Велел извозчику на Софиевскую ехать медленно и дальним путем.
- Желаете полюбоваться? - обрадовался бородач. - И то! К нам со всего мира ездиют! К нам сам Первозванный Андрей пожаловал! И вопче: тихо у нас, мирно, любовь да совет. У вас, там - поди склока идет?
- Идет... - вздохнул. - Что в городе? Чем огорчишь?
- Саперы некогда выступили, так их постреляли, а так - тихо. Вы по делу или так?
- Я из газеты.
- Вот и слава богу! Я у вашей гостиницы и стою! Милости, значит, просим!

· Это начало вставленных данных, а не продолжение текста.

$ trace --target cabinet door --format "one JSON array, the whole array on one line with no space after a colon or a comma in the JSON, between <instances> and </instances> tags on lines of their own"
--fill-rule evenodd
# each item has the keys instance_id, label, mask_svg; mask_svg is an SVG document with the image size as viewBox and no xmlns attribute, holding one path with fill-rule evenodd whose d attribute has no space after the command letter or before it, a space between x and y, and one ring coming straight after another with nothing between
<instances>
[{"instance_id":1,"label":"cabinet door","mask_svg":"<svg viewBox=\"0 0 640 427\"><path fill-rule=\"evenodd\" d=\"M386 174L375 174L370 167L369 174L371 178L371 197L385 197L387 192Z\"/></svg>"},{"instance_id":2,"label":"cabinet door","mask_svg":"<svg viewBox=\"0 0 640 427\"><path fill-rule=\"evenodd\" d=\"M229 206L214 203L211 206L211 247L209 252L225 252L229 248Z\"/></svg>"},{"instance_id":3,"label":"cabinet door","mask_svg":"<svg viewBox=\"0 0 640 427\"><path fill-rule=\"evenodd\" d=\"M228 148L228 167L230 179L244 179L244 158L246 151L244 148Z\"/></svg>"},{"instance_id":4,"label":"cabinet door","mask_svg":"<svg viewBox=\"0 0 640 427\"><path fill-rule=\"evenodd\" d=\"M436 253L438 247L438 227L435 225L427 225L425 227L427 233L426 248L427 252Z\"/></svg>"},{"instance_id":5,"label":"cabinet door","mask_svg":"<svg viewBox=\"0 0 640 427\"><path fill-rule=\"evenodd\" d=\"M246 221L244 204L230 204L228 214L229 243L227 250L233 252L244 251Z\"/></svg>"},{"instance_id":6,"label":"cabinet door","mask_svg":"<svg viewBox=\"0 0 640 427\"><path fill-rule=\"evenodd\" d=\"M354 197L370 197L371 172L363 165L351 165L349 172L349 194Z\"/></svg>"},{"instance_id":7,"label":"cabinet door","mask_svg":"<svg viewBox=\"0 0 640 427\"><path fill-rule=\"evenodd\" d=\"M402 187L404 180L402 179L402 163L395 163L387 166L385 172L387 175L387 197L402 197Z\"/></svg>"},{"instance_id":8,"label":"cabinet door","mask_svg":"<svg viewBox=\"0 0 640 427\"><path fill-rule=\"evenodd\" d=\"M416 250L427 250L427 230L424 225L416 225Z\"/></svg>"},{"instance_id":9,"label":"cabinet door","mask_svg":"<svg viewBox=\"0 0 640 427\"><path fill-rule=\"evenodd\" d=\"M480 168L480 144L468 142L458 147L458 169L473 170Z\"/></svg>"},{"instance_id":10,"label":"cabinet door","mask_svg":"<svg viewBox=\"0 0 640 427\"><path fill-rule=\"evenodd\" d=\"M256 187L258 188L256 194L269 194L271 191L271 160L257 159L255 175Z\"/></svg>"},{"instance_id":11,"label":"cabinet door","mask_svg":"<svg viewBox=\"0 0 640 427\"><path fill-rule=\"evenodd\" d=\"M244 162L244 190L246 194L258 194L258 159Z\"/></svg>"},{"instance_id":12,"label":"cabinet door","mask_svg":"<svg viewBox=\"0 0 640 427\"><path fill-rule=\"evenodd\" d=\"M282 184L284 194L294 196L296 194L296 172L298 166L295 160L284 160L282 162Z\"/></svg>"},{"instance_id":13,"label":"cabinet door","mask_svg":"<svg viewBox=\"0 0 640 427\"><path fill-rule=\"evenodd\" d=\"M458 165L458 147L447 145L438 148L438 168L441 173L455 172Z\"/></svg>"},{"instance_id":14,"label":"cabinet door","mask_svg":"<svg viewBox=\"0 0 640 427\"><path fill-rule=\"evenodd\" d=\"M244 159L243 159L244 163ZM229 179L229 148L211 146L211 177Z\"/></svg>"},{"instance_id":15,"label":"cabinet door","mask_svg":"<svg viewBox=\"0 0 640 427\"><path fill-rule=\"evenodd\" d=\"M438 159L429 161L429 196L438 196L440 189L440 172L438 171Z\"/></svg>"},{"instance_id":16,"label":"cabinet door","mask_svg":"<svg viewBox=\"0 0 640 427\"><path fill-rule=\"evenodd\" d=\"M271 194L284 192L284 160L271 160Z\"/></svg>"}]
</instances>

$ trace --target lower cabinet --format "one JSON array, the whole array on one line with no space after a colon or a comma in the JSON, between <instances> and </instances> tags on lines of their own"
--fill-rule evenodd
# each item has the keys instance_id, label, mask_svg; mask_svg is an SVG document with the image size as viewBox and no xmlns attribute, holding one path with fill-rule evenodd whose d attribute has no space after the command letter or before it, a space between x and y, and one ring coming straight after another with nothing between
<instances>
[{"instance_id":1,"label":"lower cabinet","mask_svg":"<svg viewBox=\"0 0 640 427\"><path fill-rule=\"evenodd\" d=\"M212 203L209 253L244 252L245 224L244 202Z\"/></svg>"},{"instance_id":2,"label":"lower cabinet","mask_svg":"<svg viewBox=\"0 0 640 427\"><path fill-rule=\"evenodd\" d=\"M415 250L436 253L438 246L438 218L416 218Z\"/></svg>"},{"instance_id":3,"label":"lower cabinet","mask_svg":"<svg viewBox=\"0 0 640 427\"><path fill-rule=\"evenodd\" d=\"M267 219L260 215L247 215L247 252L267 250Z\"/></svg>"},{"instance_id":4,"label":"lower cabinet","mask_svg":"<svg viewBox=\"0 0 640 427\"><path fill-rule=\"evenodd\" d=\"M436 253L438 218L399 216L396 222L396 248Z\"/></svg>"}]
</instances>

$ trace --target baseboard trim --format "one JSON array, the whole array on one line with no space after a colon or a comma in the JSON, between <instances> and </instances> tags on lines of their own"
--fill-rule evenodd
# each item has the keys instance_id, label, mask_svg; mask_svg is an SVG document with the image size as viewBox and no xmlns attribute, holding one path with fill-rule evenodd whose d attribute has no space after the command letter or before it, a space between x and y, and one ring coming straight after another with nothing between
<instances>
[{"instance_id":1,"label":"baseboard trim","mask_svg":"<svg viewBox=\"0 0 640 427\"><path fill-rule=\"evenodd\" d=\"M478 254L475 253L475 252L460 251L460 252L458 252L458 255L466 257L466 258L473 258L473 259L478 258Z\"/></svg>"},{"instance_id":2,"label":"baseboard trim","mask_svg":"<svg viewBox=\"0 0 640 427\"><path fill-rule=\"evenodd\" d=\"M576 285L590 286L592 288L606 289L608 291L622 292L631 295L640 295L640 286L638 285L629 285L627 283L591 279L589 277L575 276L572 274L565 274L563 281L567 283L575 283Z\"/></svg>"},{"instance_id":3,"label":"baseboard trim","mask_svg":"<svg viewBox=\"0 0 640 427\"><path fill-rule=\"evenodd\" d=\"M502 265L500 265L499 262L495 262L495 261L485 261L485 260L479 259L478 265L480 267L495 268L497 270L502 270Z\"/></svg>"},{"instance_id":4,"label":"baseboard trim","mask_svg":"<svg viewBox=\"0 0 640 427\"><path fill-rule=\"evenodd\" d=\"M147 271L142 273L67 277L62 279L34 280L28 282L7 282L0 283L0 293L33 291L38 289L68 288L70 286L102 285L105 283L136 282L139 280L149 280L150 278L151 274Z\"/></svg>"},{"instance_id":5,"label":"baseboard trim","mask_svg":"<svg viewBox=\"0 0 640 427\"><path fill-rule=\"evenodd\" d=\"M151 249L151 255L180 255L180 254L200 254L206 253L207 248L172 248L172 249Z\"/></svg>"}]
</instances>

И вот уютный номер с умывальником и даже унитазом, сквозь чисто вымытое стекло - колокольня и купола: Святая София - четвертое лицо Бога. Есть ли у нас, русских, софийность, мудрость божественная? Вот, Волынский отрицает: ненавистные-де... Друг друга едим и тем сыты бываем. Ай-я-яй, Евгений Анатольевич, как не стыдно... Подобные мысли в голове держать. Сказано: избранные мы. Евреи - те как бы ложно. А мы - по-настоящему. От Господа. Перевел взгляд - Хмельницкий скачет. С булавой. Это знак великой власти. Этой властью привел Украйну к России. Скоро триста лет тому... Однако - "Запроданець". Продал "вильну неньку" за тридцать сребреников. Одни рады. Другие горюют. Кто прав?
...Колокольный звон из-за окна отвлек от раздражающих, горьких мыслей. Вдруг понял: от бессилия. Что делать? Программы нет, и оттого скорбное уныние. Невозможно просто так сидеть и ждать - неизвестно чего. Надобно предвосхитить. И, бог даст, - предотвратить. Это странное предположение вызвало усмешку. На пустом месте сделать нельзя ничего. Ни-че-го...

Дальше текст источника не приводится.